The number of payday loans taken out in the three months to the end of September fell by 37 per cent to 807,723, according to analysis of Financial Conduct Authority data by Wagestream, a financial technology start-up.
That is an acceleration from a 34 per cent year-on-year drop in the second quarter, a 32 per cent slide in the first, and a 23 per cent fall in the final quarter of last year.
The number of payday lenders fell to 61 companies during the third quarter, down from 88 in the same period last year. The rate of decline puts the industry on course to die out by the end of 2022, Wagestream estimated.
There has been pressure on the industry since the City watchdog introduced tougher rules almost five years ago, including a cap on the cost of loans after considerable criticism of the high interest rates that were being levied when payday lenders flourished after the financial crisis. The clampdown has caused a number of lenders to collapse.

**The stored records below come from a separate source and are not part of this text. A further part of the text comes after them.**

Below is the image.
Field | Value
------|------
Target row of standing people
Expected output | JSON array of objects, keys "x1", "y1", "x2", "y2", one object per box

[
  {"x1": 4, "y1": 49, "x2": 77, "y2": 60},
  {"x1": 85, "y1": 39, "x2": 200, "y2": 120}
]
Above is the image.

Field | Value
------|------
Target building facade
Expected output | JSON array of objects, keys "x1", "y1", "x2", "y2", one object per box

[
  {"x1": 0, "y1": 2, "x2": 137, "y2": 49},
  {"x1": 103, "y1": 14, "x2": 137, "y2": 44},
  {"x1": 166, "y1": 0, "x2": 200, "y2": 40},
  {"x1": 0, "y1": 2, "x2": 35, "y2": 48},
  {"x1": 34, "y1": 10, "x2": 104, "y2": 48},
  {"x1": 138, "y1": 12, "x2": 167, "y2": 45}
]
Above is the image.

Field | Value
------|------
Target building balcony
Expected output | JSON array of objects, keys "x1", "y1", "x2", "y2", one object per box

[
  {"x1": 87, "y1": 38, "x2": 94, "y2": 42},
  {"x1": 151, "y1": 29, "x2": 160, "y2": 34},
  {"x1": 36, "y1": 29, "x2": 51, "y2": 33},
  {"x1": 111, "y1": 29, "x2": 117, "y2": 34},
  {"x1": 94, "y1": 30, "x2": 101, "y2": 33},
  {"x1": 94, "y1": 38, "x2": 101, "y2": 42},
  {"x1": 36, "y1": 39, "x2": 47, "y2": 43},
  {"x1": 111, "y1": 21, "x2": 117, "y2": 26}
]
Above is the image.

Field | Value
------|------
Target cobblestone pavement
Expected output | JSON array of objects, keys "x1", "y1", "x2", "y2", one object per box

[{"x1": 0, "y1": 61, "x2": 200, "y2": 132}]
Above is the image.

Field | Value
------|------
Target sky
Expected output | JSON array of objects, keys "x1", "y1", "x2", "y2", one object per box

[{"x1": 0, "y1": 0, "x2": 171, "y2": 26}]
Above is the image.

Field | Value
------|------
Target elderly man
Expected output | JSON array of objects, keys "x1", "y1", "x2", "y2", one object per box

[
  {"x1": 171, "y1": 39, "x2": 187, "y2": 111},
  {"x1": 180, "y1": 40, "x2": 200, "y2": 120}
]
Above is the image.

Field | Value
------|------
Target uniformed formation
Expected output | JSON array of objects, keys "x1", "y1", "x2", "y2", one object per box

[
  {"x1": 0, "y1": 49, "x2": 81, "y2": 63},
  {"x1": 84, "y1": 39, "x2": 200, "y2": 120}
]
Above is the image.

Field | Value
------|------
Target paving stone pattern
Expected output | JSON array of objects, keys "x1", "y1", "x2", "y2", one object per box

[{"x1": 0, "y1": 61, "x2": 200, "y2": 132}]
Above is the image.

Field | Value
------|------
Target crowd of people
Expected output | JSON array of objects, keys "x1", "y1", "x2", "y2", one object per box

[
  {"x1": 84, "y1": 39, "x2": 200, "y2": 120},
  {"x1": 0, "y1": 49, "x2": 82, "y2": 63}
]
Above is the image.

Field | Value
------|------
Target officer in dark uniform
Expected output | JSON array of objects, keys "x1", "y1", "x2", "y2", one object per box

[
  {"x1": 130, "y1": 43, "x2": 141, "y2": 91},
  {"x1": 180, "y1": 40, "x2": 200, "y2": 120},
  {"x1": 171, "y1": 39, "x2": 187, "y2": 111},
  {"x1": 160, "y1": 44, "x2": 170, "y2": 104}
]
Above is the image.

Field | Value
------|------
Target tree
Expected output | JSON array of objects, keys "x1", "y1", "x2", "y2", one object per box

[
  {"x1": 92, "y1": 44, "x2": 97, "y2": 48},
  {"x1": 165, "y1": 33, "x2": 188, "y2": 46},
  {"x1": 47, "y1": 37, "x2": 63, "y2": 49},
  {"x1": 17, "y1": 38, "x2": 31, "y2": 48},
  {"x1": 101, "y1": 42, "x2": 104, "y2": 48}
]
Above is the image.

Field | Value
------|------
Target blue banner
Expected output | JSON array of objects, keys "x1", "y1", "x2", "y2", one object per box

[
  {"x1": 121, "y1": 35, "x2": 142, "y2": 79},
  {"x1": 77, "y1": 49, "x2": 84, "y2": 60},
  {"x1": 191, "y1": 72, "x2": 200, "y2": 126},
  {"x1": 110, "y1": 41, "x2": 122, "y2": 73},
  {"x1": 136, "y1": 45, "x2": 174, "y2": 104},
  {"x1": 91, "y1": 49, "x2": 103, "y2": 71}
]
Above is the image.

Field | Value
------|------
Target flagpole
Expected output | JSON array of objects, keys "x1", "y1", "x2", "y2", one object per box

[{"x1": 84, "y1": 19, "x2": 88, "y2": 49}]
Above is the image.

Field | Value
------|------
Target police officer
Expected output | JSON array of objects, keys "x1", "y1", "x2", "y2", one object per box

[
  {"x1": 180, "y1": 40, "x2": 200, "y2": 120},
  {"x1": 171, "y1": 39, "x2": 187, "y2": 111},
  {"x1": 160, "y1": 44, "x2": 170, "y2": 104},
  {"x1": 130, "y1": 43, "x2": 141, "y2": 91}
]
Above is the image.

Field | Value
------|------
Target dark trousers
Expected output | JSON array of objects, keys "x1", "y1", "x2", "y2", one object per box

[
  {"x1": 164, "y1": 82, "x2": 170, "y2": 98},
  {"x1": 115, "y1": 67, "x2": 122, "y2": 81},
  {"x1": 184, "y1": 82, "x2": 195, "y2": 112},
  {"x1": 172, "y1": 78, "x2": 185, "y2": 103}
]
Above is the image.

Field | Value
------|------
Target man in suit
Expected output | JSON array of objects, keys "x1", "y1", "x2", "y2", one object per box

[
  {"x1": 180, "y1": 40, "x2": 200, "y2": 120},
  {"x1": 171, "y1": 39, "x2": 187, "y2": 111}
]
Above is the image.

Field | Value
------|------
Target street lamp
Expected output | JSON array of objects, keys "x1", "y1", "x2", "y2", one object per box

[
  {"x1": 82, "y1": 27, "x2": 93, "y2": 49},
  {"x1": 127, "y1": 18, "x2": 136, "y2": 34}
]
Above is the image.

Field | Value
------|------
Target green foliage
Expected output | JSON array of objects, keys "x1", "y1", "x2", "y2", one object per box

Piggybank became the latest payday lender to fail when it went into administration this month, days after 247Moneybox went bust.
In October Quickquid said it would close while Wonga, which had been Britain’s biggest short-term lender, collapsed last year. The decline has raised concerns that borrowers could have to turn to illegal loan sharks.
Wagestream, the London-based company founded last year, has an app that allows workers to access their monthly salary before payday. Peter Briffett, 47, co-founder and chief executive, said consumers are getting wiser to how much misery such loans cause.